- 2023/09/07 掲載
マイナス金利解除、頑健な経済や賃金への期待が必要=中川日銀委員
Takahiko Wada
[高知市 7日 ロイター] - 日銀の中川順子審議委員は7日、高知県金融経済懇談会後の記者会見で、マイナス金利解除の条件について、多少の下方圧力にも屈しないほどの経済の強さや、賃金への期待が維持できることを挙げた。一方、先行きの物価見通しはリスクが上下に同程度の大きさで存在すると述べ、まだ2%目標の達成を見通せる状況にはなっていないとの見方を示した。
中川委員は、イールドカーブ・コントロール(YCC)の解除やマイナス金利の撤廃をどういう順序で行うかは市場環境や金融環境に左右され、明確な順序やタイミング、インターバルの取り方は「言える状況にはない」と述べた。
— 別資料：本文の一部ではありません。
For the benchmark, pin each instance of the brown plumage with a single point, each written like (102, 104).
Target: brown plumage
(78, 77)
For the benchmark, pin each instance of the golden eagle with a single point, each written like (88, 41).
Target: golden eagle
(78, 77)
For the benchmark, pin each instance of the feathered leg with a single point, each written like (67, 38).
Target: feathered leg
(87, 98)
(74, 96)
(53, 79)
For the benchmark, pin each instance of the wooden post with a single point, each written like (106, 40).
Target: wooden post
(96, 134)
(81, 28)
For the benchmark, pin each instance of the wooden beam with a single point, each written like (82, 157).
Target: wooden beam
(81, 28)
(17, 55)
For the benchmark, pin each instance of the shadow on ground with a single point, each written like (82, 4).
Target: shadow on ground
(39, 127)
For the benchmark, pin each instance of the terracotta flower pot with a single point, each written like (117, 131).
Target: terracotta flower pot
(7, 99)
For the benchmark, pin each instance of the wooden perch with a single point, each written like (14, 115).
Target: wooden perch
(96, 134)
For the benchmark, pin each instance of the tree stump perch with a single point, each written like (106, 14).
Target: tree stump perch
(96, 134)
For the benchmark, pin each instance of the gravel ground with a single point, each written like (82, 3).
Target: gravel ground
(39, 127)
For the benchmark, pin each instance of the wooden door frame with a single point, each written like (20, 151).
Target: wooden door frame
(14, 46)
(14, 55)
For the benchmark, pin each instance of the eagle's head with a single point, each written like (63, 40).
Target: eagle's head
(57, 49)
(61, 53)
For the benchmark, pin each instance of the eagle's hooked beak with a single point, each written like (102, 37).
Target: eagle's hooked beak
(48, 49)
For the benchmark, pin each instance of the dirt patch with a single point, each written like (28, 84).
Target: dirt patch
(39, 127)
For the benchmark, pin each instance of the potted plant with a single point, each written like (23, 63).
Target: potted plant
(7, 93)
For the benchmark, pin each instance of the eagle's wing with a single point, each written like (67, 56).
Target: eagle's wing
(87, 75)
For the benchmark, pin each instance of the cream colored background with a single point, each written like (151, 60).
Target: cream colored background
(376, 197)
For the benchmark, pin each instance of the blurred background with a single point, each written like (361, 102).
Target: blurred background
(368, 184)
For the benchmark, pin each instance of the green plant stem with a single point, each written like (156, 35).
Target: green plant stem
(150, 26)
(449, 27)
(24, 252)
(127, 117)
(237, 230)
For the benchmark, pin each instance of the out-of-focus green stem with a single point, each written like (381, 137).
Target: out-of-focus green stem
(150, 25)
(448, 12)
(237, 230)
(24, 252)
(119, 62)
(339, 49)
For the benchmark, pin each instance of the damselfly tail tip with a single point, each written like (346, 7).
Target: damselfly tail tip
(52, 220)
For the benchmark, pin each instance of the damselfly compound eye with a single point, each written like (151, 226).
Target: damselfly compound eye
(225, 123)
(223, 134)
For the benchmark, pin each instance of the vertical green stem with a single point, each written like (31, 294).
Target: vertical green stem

その上で、マイナス金利の解除の条件として、経済について「多少の下方圧力を受けても回復力がついていること」を挙げたほか、賃金では「今後への期待をある程度広い方々が望むことができる循環がある程度保たれること」が必要だと述べた。こうした条件がそろえばマイナス金利の解除を「あまり心配なくできる」が、判断は慎重に行いたいと語った。
物価目標達成の見極めについて、来年の春闘だけではなく「それ以外の情勢も見極めたい」と述べた。春闘で良好な結果が出ても、中小・零細企業を含めて高い賃上げ率が期待できるわけではないとした。「ある程度物価が上昇した局面が来て、自分の給料・ボーナスがある程度遅れるにしてもついてくる。あるいは企業側からすれば年1回物価などの情勢を見て賃金を改定しないといけないという習慣がつくことが重要だ」とも話した。
日銀の8月調査の債券市場サーベイでは市場機能度判断DIが改善した。中川委員は「改善したからいいと思っているわけではなく、ある程度マーケットの方々には機能度に関して窮屈な思いをさせているだろうとは認識している」と指摘。金融緩和継続のメリットと市場機能への悪影響を天秤にかけて優先順位をつけていると話した。
為替の水準や評価については具体的なコメントを控えた。その上で、為替は経済のファンダメンタルズを反映して安定的に推移することが重要との考えを示し、政府と緊密に連携しながら「金融・為替市場の動向や、それが日本経済にどういった影響を及ぼすのか注視していく」と述べた。